A formiga no carreiro
Vinha em sentido cantrário
Caiu ao Tejo
Ao pé dum septuagenário
Larpou trepou às tábuas
Que flutuavam nas àguas
E de cima duma delas
Virou-se prò formigueiro
Mudem de rumo
Já lá vem outro carreiro
(Zeca Afonso)

Nesta inconstância destes textos inconstantes regresso a casa.
À cidade que me adoptou e a que hoje chamo de minha.
Uma cidade, austera, seca, pouco dada a espontaneidades , mas que sei hoje: autêntica.
E não são bons os ventos que a fustigam, aliás se fossem bons, não a fustigavam, acariciavam-na numa suave aura.
Enquadrável numa perspectiva inexplicável de renegação do património cultural, procuram os excelentes senhores que lhe gerem o destino, fechar o novel museu do artesanato e instalar nele, uma mostra de um coleccionador privado, de design.
Não valorizemos, nem desvalorizemos as diferentes expressões artísticas.
A Arte é plural.
Mas é necessário este duelo? É necessário que um morra para que o outro vingue?
Não existem, disponíveis, numa cidade cada vez mais vazia, outros espaços?
Não gosto de ver esta cidade como palco de semelhante duelo.
Ela é também plural.
Esta medida, parece enquadrar-se numa aversão geral para com as questões patrimoniais, que se expressa no poder instalado.
Prá frentex, propalam, que o património é coisa do passado.
Claro, património é coisa do passado e no futuro que construímos assim queremos que continue a ser.
Mas como é que alguém pode insinuar que sabe para onde quer ir e falar-nos de futuro, se não sabe sequer de onde veio?
O património desta cidade é a consciência colectiva adquirida da importância do seu Património.
Sabemos de onde viemos e para onde queremos ir.
Enganámo-nos foi no caminho (alguém se enganou), mas vamos corrigir.

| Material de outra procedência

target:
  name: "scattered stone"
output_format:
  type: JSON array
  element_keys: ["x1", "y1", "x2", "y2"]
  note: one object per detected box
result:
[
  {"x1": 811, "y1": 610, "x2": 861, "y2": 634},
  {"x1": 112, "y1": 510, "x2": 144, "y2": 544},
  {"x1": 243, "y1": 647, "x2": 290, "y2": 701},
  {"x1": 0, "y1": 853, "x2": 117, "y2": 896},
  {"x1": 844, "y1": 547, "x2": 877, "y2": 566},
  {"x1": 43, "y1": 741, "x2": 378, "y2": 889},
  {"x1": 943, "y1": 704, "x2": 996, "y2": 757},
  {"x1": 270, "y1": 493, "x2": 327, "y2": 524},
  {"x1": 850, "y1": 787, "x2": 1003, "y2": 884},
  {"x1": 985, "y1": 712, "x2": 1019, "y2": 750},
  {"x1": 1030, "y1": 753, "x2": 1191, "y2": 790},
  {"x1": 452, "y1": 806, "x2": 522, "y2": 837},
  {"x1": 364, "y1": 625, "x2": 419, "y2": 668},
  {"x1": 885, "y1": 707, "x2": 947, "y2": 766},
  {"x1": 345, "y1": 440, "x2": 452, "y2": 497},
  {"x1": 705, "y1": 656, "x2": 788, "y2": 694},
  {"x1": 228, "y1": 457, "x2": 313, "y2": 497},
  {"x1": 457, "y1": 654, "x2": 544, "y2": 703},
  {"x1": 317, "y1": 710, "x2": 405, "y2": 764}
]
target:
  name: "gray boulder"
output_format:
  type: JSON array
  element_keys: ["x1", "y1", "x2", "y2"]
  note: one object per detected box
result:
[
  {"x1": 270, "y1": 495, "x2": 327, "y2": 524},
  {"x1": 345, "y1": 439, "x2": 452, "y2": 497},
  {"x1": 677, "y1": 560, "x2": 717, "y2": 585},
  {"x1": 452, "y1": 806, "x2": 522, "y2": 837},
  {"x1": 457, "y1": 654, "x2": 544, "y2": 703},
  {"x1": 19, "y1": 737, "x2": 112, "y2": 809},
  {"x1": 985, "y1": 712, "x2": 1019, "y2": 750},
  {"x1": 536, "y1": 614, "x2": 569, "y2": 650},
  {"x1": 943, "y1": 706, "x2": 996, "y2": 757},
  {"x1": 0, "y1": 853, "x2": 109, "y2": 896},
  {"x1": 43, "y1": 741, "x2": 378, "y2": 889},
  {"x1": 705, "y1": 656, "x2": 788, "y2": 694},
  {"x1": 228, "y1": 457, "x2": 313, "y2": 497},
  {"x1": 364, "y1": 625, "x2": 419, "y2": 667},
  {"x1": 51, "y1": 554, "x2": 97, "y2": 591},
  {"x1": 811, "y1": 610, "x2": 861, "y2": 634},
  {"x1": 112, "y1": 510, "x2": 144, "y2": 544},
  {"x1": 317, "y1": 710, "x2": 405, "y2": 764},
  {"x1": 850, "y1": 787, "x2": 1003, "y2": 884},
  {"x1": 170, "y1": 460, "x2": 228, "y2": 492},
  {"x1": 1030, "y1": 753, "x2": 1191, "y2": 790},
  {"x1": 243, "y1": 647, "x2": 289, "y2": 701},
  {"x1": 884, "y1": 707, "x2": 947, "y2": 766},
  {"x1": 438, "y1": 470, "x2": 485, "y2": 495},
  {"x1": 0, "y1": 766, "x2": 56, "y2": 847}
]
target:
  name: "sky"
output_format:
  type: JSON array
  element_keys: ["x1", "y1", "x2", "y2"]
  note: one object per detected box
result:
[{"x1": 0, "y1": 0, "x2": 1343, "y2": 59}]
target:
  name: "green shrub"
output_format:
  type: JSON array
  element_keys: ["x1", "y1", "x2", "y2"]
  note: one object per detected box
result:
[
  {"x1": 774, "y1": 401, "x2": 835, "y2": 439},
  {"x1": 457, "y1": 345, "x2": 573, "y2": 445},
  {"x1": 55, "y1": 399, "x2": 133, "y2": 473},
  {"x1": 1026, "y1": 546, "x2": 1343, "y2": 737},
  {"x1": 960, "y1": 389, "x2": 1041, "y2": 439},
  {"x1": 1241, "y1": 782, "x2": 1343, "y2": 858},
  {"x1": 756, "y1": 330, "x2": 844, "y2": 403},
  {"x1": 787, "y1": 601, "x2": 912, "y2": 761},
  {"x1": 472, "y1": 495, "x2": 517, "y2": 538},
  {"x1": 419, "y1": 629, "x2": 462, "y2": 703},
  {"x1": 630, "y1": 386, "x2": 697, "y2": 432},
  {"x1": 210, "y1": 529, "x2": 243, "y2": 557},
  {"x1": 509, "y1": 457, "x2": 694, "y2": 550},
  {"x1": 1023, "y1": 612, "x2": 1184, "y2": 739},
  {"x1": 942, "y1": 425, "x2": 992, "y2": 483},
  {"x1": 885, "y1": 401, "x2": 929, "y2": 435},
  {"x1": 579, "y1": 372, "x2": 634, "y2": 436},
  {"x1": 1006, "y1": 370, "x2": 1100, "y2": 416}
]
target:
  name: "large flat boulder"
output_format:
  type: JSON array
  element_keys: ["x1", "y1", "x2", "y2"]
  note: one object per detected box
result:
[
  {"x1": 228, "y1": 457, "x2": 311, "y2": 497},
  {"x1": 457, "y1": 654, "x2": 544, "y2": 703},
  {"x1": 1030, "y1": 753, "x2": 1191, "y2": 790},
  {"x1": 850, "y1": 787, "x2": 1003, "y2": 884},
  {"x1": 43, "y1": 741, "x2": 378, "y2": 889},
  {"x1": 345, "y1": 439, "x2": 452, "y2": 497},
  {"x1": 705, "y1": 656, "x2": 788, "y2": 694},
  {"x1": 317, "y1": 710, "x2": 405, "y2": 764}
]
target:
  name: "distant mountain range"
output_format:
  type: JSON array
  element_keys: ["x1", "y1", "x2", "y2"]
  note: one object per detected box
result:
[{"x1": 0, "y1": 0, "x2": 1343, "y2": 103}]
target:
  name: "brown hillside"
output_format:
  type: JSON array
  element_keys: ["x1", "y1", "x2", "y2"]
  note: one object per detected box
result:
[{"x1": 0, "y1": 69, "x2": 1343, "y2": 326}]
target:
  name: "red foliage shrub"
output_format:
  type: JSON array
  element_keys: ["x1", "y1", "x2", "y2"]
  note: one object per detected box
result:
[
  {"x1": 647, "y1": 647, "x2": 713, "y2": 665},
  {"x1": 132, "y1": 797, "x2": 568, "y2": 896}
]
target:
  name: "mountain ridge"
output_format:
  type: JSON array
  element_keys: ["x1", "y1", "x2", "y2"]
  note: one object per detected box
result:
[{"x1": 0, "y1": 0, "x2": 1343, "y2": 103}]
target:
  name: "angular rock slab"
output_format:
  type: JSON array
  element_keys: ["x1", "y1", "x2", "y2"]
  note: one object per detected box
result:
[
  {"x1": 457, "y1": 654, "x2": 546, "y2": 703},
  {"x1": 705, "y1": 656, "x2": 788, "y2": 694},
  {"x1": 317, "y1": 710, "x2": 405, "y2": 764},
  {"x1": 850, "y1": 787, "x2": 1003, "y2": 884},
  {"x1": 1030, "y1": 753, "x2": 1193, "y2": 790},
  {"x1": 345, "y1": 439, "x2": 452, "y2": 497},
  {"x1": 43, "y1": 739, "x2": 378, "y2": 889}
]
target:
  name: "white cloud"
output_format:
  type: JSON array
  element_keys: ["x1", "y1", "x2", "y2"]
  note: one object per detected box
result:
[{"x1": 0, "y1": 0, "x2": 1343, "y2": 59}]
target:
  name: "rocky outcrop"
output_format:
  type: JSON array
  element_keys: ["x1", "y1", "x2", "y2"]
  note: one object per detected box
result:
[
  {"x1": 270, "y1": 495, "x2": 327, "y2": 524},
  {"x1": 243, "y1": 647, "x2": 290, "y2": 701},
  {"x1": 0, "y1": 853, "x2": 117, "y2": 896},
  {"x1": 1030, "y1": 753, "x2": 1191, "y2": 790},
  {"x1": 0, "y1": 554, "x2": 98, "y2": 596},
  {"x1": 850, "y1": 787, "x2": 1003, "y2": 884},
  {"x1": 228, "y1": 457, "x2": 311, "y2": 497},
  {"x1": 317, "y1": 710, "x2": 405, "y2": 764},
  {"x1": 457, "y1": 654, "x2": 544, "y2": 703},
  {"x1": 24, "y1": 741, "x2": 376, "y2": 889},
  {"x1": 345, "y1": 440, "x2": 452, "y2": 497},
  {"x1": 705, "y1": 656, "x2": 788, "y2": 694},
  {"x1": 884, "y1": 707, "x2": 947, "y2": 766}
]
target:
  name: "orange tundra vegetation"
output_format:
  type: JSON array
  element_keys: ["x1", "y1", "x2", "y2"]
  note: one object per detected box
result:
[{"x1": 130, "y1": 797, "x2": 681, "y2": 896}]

sábado, 27 de março de 2010

Dicionários



De forma a permitir uma familiarização mais rápida com determinados conceitos e tendo por adquirido que cada ciência desenvolve no seu âmbito uma linguagem própria, existem por isso diversos dicionários temáticos.
Não é propriamente sobre eles que me quero pronunciar, mas sobre a necessidade de rapidamente alguém poder contribuir para resolver grave lacuna que impera sobre o discurso dito económico e que baralha a percepção.
Gostaria muito de ver previamente clarificados os próprios conceitos de:
Economia;
Finanças
Especulação financeira
Julgo existir aqui uma grande miscelânea de entendimentos, que pode conduzir à apreciação e valorização do supérfluo e à subestimação do essencial.
Confesso que ler jornais ditos económicos é por vezes tarefa agradável. Não sei explicar, mas que é divertido, isso é.
A adaptação da linguagem económica a outras áreas do conhecimento é interessante.
Por esta razão, comecei por falar de dicionários, porque penso que para o caso, têm que ser abertas sub temáticas:
Por exemplo:
De ordem geográfica:
PIIGS – (referem-se, e maldosamente, a): Portugal, Irlanda; Itália; Grécia e Espanha.
BRIC – (referem-se, e aqui elogiosamente, a:): Brasil; Rússia; Índia e China.
RTS – (referem-se a:) Bolsa (aquele jogo tipo monopólio) da Rússia.
Changhai Composite - (idem) da China
Hang Seng – (idem) de Hong Kong
E muitas outras, Dow Jones; PSI (espectáculo, é a de Portugal)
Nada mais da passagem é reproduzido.